L’occasione è stata la conferenza che ha visto la partecipazione del Comune di Genova, della Regione Liguria, dei vertici di Fincantieri e Autostrade, Giovanni Bono e Giovanni Castellucci, e dell’architetto Renzo Piano, che ha ufficialmente presentato il progetto del nuovo ponte:

Genova avrà un nuovo ponte sul torrente Polcevera entro ottobre 2019, novembre al massimo. Il nuovo Morandi non può essere un ponte normale. Visto il dolore che ha provocato, vogliamo costruire un simbolo per il futuro della città. Il progetto di Piano rappresenta l’essenzialità ligure ricca di significato, sarà costruito velocemente.

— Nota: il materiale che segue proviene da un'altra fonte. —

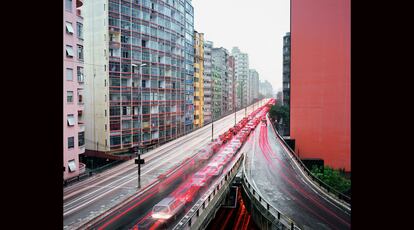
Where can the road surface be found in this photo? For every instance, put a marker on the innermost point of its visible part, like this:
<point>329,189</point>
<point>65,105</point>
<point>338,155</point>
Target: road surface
<point>278,180</point>
<point>86,199</point>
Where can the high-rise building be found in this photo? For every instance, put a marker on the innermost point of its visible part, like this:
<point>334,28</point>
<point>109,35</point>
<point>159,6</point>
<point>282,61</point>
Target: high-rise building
<point>242,73</point>
<point>189,65</point>
<point>266,89</point>
<point>139,76</point>
<point>73,62</point>
<point>286,69</point>
<point>198,79</point>
<point>253,85</point>
<point>320,80</point>
<point>220,77</point>
<point>279,96</point>
<point>208,82</point>
<point>231,86</point>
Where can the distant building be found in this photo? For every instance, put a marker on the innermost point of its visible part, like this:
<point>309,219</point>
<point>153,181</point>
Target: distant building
<point>73,109</point>
<point>266,89</point>
<point>220,76</point>
<point>198,79</point>
<point>208,82</point>
<point>231,104</point>
<point>286,69</point>
<point>320,80</point>
<point>253,85</point>
<point>279,97</point>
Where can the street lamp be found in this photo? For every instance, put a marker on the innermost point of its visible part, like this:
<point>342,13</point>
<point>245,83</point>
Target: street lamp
<point>138,161</point>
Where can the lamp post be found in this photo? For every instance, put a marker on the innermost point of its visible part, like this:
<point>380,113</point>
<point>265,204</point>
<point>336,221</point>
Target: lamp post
<point>138,161</point>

Piano ha promesso che il nuovo ponte “dovrà durare mille anni, e non è una battuta“:

I muri devono crollare, i ponti mai. Questo ponte deve infiammare il nostro immaginario. Il ponte deve confortare la città, sarà di acciaio e un colore chiaro, vicino al bianco, come fosse una nave. Non una bellezza cosmetica, ma essenza, come è giusto che sia a Genova. Il ponte deve celebrare in modo sottile, ma non retorico, il fatto che la città è stata teatro di una tragedia. I piloni penso sempre più che saranno di acciaio, saranno abbastanza sottili, per avere una presenza intelligente.

Alle promesse fatte oggi in conferenza stampa, però, dovranno seguire quanto prima i fatti. Il primo passo, mentre si definisce la progettazione del nuovo ponte che, stando a quanto dichiarato dall’amministratore delegato di Autostrade per l’Italia vedrà comunque il coinvolgimento della società, è quello di demolire la parte rimasta in piedi.

Toti ha spiegato che si sta ancora valutando come agire, non è chiaro se sia più pratico farne esplodere una parte in modo controllato o se smontarlo pezzo per pezzo. Tutto sarà deciso nel minor tempo possibile, così da velocizzare anche il processo di ricostruzione.